Reconstruir la confianza en las instituciones de procuración de justicia en el país es una tarea urgente y que requiere la difícil combinación de una serie de factores, que si bien no vuelven el reto imposible, lo hacen difícil de lograr. Los cambios legales, nominales y de titulares, por más voluntad política que tengan, no son suficientes para modificar una institución desacreditada, politizada y saturada por una burocracia ineficiente y con bajas capacidades técnicas. Datos como la cifra negra (que en 2013 fue de 93.8%) y el desempeño institucional en hechos recientes evidencian que la PGR tiene deficiencias estructurales y un déficit de confianza que no se van a solucionar únicamente con su eventual transformación en fiscalía y un nuevo liderazgo.
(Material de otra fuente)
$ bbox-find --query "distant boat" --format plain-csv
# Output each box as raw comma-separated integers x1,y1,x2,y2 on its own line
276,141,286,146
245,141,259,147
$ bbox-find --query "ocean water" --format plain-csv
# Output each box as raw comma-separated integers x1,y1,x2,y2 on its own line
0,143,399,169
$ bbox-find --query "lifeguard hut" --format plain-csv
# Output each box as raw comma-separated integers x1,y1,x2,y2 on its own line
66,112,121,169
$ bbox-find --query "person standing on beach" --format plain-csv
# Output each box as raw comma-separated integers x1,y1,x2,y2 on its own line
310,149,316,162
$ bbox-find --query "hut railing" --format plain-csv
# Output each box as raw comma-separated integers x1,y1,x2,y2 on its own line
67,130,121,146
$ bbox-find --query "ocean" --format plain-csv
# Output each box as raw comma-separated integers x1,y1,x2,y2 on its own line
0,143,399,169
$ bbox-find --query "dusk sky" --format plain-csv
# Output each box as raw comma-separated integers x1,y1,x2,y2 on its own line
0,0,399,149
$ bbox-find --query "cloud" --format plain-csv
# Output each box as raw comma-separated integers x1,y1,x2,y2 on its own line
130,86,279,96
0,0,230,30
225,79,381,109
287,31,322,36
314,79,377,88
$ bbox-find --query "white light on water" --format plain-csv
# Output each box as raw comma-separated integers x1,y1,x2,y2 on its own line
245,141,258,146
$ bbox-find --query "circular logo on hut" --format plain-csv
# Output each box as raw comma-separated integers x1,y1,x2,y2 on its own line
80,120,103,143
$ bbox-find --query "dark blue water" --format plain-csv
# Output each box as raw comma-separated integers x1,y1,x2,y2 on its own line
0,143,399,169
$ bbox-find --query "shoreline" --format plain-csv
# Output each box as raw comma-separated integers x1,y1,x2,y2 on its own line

A nivel interno es indispensable modificar de fondo el diseño organizacional de la institución y generar en los operadores capacidades que impacten en la gestión para una persecución eficiente y de calidad de los delitos federales. Los estándares que la reforma en materia de justicia penal de 2008 y la derechos humanos de 2011 le imponen a la eventual FGR le demandan transformaciones de gran calado, pues un cumplimiento real de estos mandatos constitucionales implica una nueva forma de hacer las cosas y no meramente un cambio cosmético o de nombres. La institución tiene dentro de sus atribuciones la persecución de delitos de alto impacto a nivel mediático y social como son los electorales, los ligados a la corrupción, los de delincuencia organizada y los vinculados con periodistas, delitos en que no alcanza con la voluntad para perseguirlos: hace falta capacidad para investigarlos profesionalmente y llevar ante la justicia a los responsables. Lo anterior implica una transformación cabal de los ministerios públicos, los investigadores y, en general, la estructura operativa y organizativa. Retos mayúsculos cada uno de ellos.
Por otra parte, independientemente del perfil del o la Fiscal General, será necesario traducir el liderazgo en habilidades para dirigir los cambios dentro de la institución, a la vez que debe tener un alto nivel de interlocución y sensibilidad política. La autonomía y la transexenalidad, sin una buena comunicación y colaboración con el resto de los actores políticos a nivel federal y local, pueden potenciar escenarios de parálisis y aislamiento institucional. Un ejemplo del caso anterior es el diseño de la política criminal, que consiste en identificar los delitos de mayor impacto social en los cuáles se enfocarán los recursos limitados del Estado. Dicha tarea no se puede realizar sin la colaboración de al menos las fuerzas de seguridad y las autoridades judiciales. La misma colaboración se requiere en el caso de los delitos electorales o el combate a la corrupción, pues en esas materias la procuración de justicia es sólo una pieza de un sistema más amplio en el que participan otras instituciones.
Ni la transformación en una fiscalía ni el cambio de titular son suficientes. Será necesario analizar el texto final de la Ley de la Fiscalía para conocer detalles sobre su estructura, procedimientos y unidades especializadas. También será importante observar el equipo con el que se rodeará la nueva procuradora, y posiblemente primera fiscal general. De esta manera se podrán entender sus prioridades y si tiene elementos suficientes para aprovechar esta coyuntura de manera constructiva en lugar de perpetuar y agraviar las malas prácticas que caracterizan a la institución. El riesgo que se corre no es menor, y los escenarios van desde una institución ineficiente, poco confiable y enormemente empoderada hasta una autónoma pero bloqueada a nivel político para ejercer sus funciones.